Defendant appeals, urging various errors, the most significant of which relates to the statutory provision which limits the allowance of compensation to injured workmen who make a claim therefor within three months.

*447The pertinent provision of the statute reads:

“Proceedings for the recovery of compensation under this act shall not be maintainable . . . unless a claim for compensation has been made within three months after the accident, . . . and the failure to make a claim within the period above specified shall be a bar: Provided, however, That in case of incapacity of an injured employee the limitation herein shall not run during such incapacity.” (Gen. Stat. 1915, § 5916.)

Defendant contends that this statutory provision was wholly ignored by plaintiff. The only evidence on the subject was in the testimony of plaintiff. After narrating how the accident occurred on or about January 3, 1921, he testified that he had a cold sweat and chill -but continued to work that day, but next morning he could not get out of bed, so he called the doctor, and remained at home about five or six days, and then went back to work and did work for the defendant until December 3, 1921, some eleven months later, when he went to a hospital and had an operation performed on January 5, 1922. He testified that his foreman was Harry Conwell—

“The first day after I went back to work, I mentioned it to Mr. Conwell.
“Q. Did you tell him why you had been off? A. Yes, sir. ... I told him about getting hurt, and about having the doctor, and the doctor told me I would have to be operated on and I told him I was going to have to be operated on, and I asked him if he thought the company would help me out in the operation, to pay my doctor for the operation, and he said he would see what he could do.”

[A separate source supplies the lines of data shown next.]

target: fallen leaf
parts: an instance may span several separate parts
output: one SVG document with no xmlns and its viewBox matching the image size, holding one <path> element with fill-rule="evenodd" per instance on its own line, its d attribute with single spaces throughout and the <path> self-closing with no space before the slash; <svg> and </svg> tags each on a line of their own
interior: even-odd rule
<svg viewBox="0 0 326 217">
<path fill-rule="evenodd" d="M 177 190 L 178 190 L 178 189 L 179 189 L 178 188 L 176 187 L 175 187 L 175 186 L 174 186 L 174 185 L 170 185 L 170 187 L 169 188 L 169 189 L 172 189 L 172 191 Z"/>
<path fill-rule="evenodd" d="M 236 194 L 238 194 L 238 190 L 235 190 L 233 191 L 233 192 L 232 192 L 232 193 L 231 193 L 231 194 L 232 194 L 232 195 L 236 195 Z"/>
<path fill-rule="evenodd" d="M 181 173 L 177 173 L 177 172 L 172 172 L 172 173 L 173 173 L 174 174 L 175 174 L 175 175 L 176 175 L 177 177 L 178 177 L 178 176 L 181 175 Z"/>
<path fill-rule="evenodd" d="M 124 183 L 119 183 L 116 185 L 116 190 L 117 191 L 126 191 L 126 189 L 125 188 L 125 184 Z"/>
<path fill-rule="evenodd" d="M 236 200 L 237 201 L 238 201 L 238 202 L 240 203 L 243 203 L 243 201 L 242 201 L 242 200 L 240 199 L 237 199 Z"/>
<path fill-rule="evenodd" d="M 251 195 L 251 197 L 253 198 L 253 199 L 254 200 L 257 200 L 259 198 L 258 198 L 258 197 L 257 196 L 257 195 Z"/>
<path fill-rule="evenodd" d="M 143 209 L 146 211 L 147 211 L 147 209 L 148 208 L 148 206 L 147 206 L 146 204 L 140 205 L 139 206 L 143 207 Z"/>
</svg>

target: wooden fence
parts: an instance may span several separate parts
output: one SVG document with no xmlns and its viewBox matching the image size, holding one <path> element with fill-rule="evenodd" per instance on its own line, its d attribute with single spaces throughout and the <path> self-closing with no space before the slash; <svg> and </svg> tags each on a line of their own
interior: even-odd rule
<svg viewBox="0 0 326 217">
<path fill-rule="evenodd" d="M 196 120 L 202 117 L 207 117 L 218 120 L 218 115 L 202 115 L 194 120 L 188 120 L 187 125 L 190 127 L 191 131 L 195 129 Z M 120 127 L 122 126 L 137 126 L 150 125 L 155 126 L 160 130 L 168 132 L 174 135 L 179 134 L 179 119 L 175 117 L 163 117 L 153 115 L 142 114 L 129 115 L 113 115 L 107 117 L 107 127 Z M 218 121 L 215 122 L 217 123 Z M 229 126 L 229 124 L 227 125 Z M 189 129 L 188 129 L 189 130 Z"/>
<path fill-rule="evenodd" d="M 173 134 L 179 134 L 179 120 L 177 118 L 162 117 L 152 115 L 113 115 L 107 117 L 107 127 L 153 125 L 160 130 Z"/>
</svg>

Now, in the absence of a showing of prejudice to defendant this testimony, being believed by the jury, might excuse the want of the statutory requirement of a written notice of the accident within ten days (Gen. Stat. 1915, §5916), but can it be construed to be a demand for compensation for plaintiff’s injuries? The statute does not give compensation for an accident or injury unless it is of sufficient gravity to disable the workman “for a period of at least a week from earning full wages at the work at which he was employed” (Gen. Stat. 1915, § 5896, as amended by ch. 226, § 27, Laws of 1917). Plaintiff was not positive whether he was off work for five or six days, which would leave it too uncertain for determination whether even a week’s compensation under the act should have been' awarded to him. But the jury’s finding that the demand for compensation was made “within six days” necessarily shows he was absent from work less than a full week, since plaintiff swore his talk with the foreman was on the day he returned to work. But *448note plaintiff’s alleged conversation with his foreman. It was a. statement that his doctor told him he would have to be operated on, and an inquiry whether his foreman thought the company would help in the operation to pay the doctor. This question to the foreman was very far from a claim for compensation'for his injuries. He continued to work for the company for eleven months thereafter. The following year, after his discharge from the hospital, he did make a claim for compensation, on the theory apparently that such claim would still be in time. Not so, however; the three months’ time to make a claim for compensation allowed by the statute begins to run at the time of the accident. (Cooke v. Holland Furnace Co., 200 Mich. 192, L. R. A. 1918 E, 552.) Here there were no circumstances which could be construed to waive or excuse the want of timely compliance with this statutory prerequisite to defendant’s, liability. (Smith v. Process Co., 100 Kan. 40, 163 Pac. 645; Knowling v. Morris & Co., 101 Kan. 205, 206, 165 Pac. 841; Jacobs v. Coal Co., 105 Kan. 234, 182 Pac. 410.)

In view of this unavoidable conclusion the other errors urged on our attention need not be considered.

The judgment of the district court is reversed and the cause remanded with instructions to enter judgment for defendant.